Входят какие-то северяне, говорят на незнакомом языке. Нуссен занимается ими, из ученого превращаясь в торговца. Это еврейские купцы из Силезии, их интересуют малахит, опал и бирюза. Еще Яков показывает им жемчуг; предлагая товар, он повышает голос. Заключение сделки может занять многие часы, чай льется рекой, молодой Гершеле приносит сласти и шепчет Якову на ухо, что Авраам приказал показать им еще и ковры. Купцы капризничают и придираются, переговариваясь вполголоса на своем языке, уверенные, что никто их не понимает. Не стоит быть такими самонадеянными. Прикрыв свой единственный глаз, Нуссен слушает, а потом за занавеской, где сидит Нахман, докладывает:
– Их интересует только жемчуг, остальное уже купили, причем дороже. Жалеют, что сразу сюда не пришли.
Яков посылает Гершеле за жемчугом к Аврааму и в другие лавки. Поздним вечером ударяют по рукам, день можно считать на редкость удачным, и в самой большой комнате друзья расстилают ковры и подушки, чтобы съесть поздний ужин, немедленно превращающийся в пир.
– Да, народ Израиля сожрет Левиафана! – восклицает Яков, как будто произносит тост, и кладет в рот кусок запеченного мяса; жир течет по подбородку. – Большое, огромное тело чудовища, вкусное и нежное, словно мясо перепела, словно нежная плоть рыбы. Народ станет питаться Левиафаном, пока не утолит свой многовековой голод.
Все смеются и шутят с набитым ртом.
– Ветер будет трепать белые скатерти, а кости мы станем бросать под стол собакам, – добавляет себе под нос Моливда.
Нахман, расслабившись после хорошего вина из погреба Якова, говорит Моливде:
– Когда смотришь на мир как на добро, зло представляется исключением, изъяном и ошибкой, и всё выглядит ужасно. Но если предположить обратное: будто мир есть зло, а добро – исключение, то все видится гармоничным и разумным. Почему мы закрываем глаза на очевидные вещи?
Моливда подхватывает тему:
– У меня в деревне считают, что мир разделен на две части, две силы, управляющие всем: хорошую и дурную…
– Что это за «твоя деревня»? – интересуется Нахман, не переставая жевать.

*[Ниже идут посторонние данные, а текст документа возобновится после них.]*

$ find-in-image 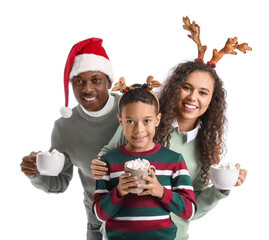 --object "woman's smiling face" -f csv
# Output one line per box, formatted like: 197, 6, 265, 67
178, 70, 215, 125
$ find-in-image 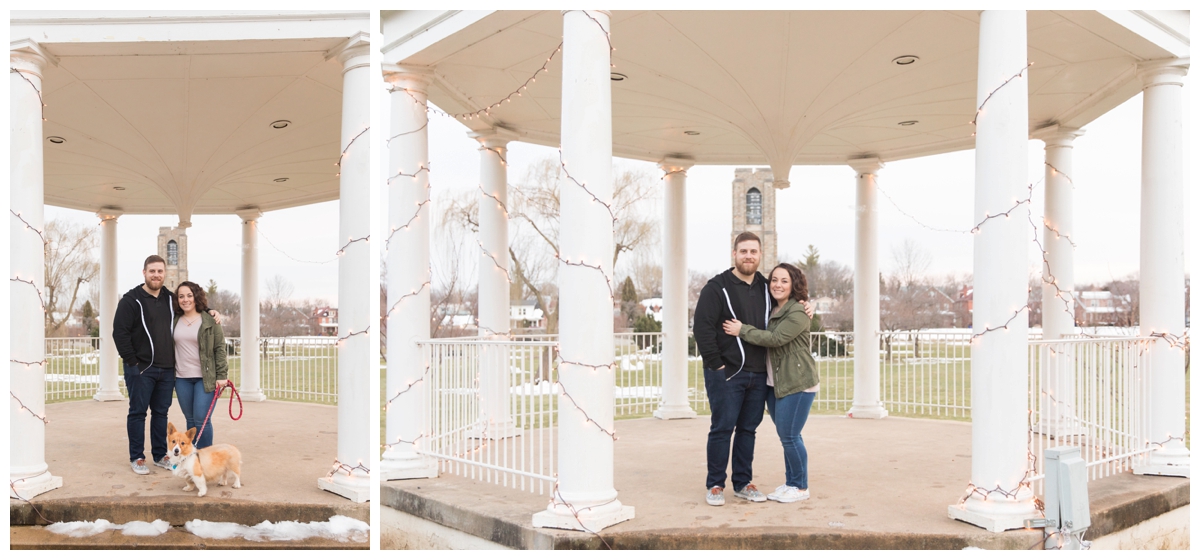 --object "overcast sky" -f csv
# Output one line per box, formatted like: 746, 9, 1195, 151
46, 68, 1192, 305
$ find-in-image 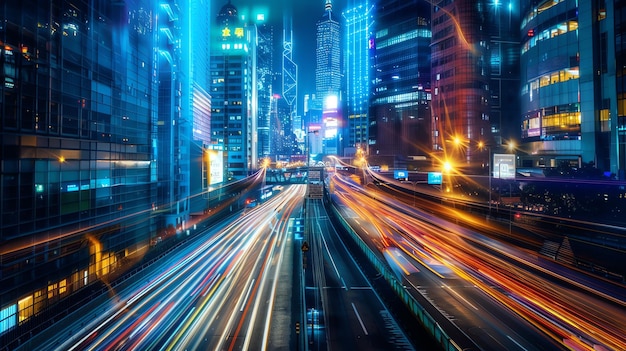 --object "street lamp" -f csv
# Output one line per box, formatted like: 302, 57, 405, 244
478, 141, 492, 216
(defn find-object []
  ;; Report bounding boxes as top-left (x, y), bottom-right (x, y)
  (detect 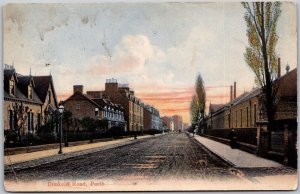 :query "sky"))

top-left (3, 2), bottom-right (297, 122)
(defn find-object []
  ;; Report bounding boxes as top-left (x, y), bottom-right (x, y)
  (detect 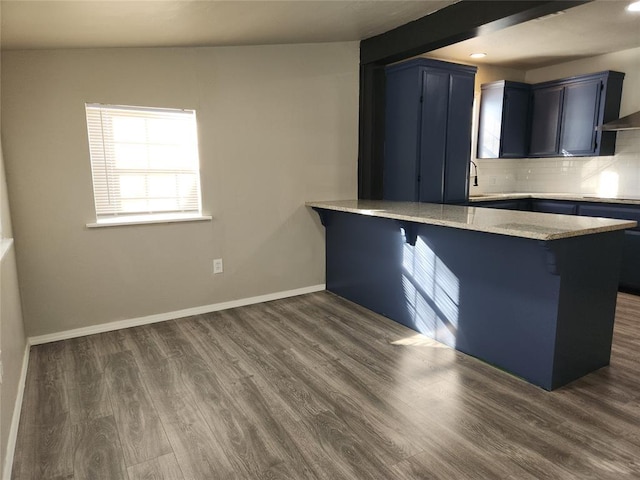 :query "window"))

top-left (85, 104), bottom-right (204, 226)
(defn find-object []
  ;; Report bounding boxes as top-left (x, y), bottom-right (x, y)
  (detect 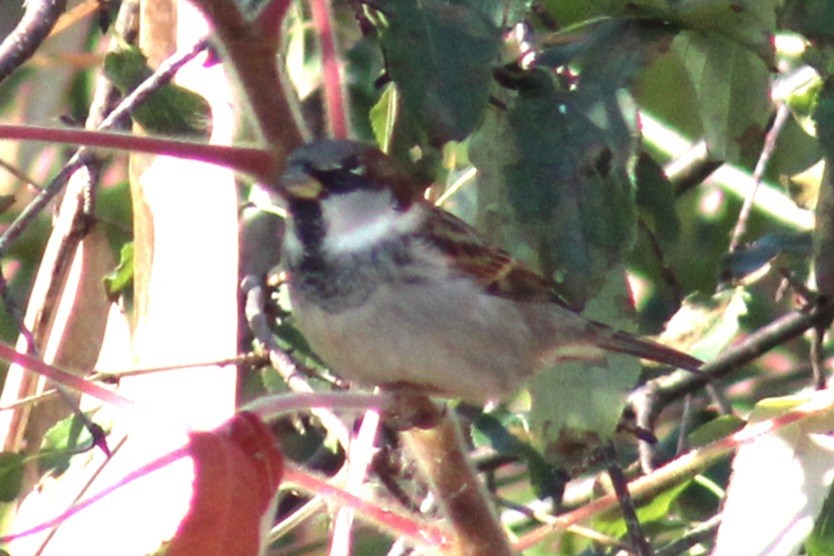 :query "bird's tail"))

top-left (594, 323), bottom-right (703, 374)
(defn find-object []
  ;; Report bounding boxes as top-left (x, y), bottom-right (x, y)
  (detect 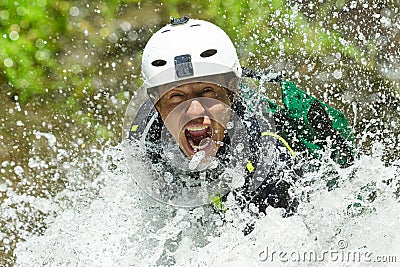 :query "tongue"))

top-left (186, 127), bottom-right (209, 137)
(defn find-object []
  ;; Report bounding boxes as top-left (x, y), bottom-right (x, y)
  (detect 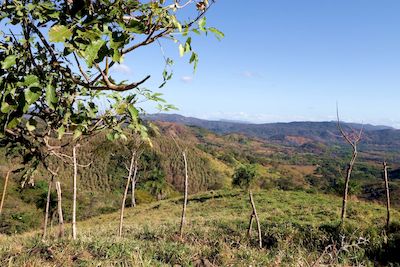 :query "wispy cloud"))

top-left (112, 64), bottom-right (132, 74)
top-left (181, 76), bottom-right (193, 83)
top-left (240, 70), bottom-right (261, 78)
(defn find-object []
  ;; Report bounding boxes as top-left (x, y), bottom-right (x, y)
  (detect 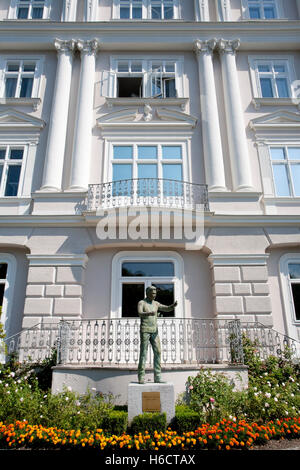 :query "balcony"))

top-left (86, 178), bottom-right (209, 212)
top-left (5, 318), bottom-right (300, 369)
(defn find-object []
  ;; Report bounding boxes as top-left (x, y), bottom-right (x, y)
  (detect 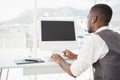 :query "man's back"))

top-left (93, 29), bottom-right (120, 80)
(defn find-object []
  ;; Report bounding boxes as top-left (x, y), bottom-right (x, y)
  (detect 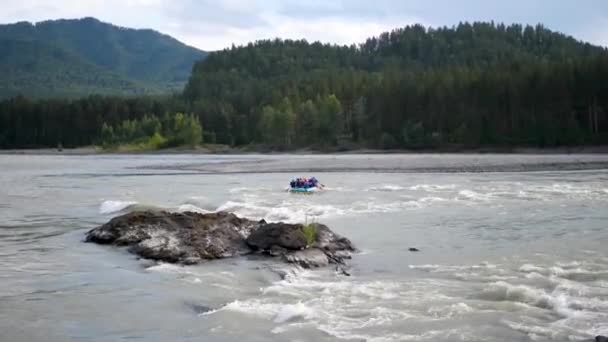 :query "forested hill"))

top-left (0, 18), bottom-right (205, 97)
top-left (0, 23), bottom-right (608, 149)
top-left (184, 23), bottom-right (608, 148)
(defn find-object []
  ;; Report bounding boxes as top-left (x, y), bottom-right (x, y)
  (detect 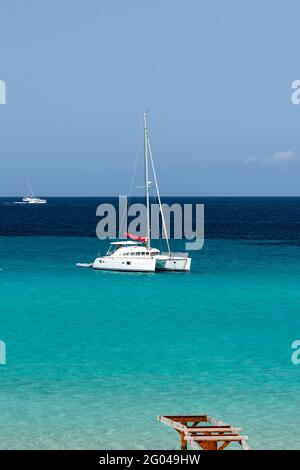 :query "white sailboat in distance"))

top-left (22, 181), bottom-right (47, 204)
top-left (77, 113), bottom-right (191, 272)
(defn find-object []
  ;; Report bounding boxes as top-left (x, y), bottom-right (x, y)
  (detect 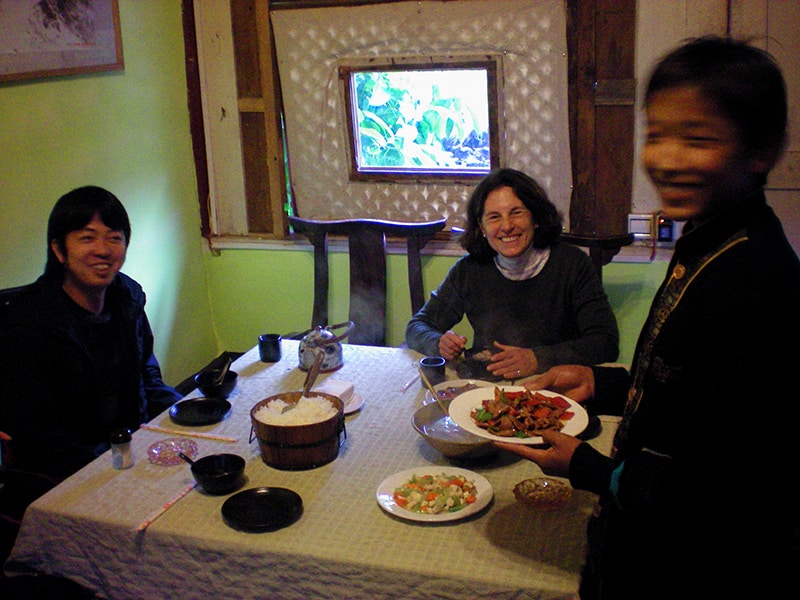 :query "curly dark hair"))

top-left (458, 168), bottom-right (562, 258)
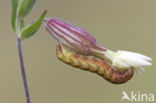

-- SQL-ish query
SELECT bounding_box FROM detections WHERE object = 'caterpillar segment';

[56,44,134,84]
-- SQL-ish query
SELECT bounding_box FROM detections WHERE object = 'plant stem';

[16,36,31,103]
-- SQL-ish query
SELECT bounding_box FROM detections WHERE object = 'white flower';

[104,50,152,71]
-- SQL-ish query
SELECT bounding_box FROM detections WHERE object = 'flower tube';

[44,18,152,74]
[44,18,107,55]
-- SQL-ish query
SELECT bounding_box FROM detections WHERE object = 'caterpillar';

[56,44,134,84]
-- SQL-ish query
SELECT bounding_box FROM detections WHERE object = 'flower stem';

[16,36,31,103]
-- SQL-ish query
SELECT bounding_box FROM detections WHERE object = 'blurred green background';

[0,0,156,103]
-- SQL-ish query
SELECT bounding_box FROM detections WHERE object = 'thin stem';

[16,37,31,103]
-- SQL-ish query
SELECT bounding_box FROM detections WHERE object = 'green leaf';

[17,0,36,18]
[19,11,47,40]
[11,0,18,32]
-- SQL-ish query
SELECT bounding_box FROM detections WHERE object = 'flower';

[104,50,152,70]
[44,18,152,71]
[44,18,106,55]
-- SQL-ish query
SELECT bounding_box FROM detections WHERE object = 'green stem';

[16,36,31,103]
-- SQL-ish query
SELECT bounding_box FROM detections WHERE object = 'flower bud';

[44,18,106,55]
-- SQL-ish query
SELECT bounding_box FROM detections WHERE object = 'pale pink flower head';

[44,18,107,55]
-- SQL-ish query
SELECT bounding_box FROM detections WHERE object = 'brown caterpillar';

[56,44,134,84]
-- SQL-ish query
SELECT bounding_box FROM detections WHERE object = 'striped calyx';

[44,18,107,55]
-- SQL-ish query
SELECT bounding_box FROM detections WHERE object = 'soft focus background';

[0,0,156,103]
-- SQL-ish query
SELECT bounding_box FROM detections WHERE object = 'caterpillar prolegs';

[56,44,134,84]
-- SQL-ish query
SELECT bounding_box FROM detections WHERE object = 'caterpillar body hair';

[56,44,134,84]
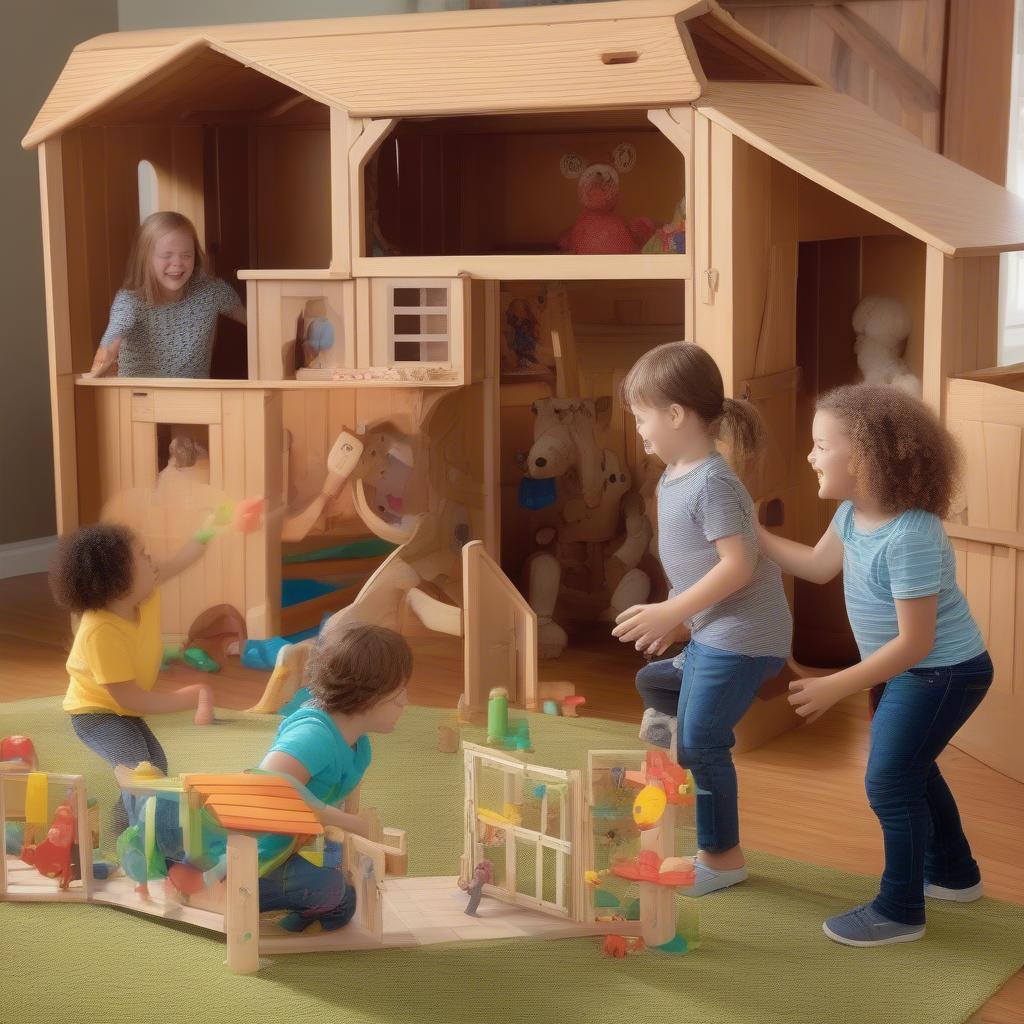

Моливда нетерпеливо отмахивается и продолжает:
– …Нет человека, который не желал бы дурного другому человеку, нет государства, которому не понравилось бы падение другого государства, нет купца, который не хотел бы, чтобы другой купец пошел по миру… Подайте сюда того, кто это придумал. Кто так напортачил!
– Моливда, успокойся, – увещевает его Нахман. – На вот, поешь. Ты не закусываешь, только пьешь.
Теперь все говорят наперебой – похоже, Моливда сунул палку в муравейник. Он отрывает кусок лепешки и макает его в приправленное травами оливковое масло.
– Как там у вас? – осмеливается спросить Нахман. – Показал бы нам, как вы живете.
– Ну, не знаю, – пытается отговориться Моливда. Его глаза слегка туманятся, он выпил лишку. – Тогда поклянись хранить тайну.
Нахман, не задумываясь ни на мгновение, кивает. Это кажется ему очевидным. Моливда подливает им вина; оно такое темное, что на губах остается фиолетовый налет.
– У нас вот как, я тебе честно скажу, – начинает Моливда, язык у него заплетается. – Все горизонтально: есть свет и тьма. Тьма атакует свет, а Бог создает людей, чтобы помогали – защищали свет.
Нахман отодвигает тарелку и смотрит на Моливду. Моливда заглядывает в его темные глубокие глаза, звуки пиршества отступают на задний план, и Нахман тихонько рассказывает о четырех величайших парадоксах, которые следует осмыслить; иначе никогда не станешь мыслящим человеком.
– Во-первых, чтобы создать законченный мир, Богу пришлось себя ограничить, но все еще остается бесконечная часть Бога, совершенно не вовлеченная в дело творения. Верно? – спрашивает он Моливду, чтобы убедиться, что тот понимает его язык.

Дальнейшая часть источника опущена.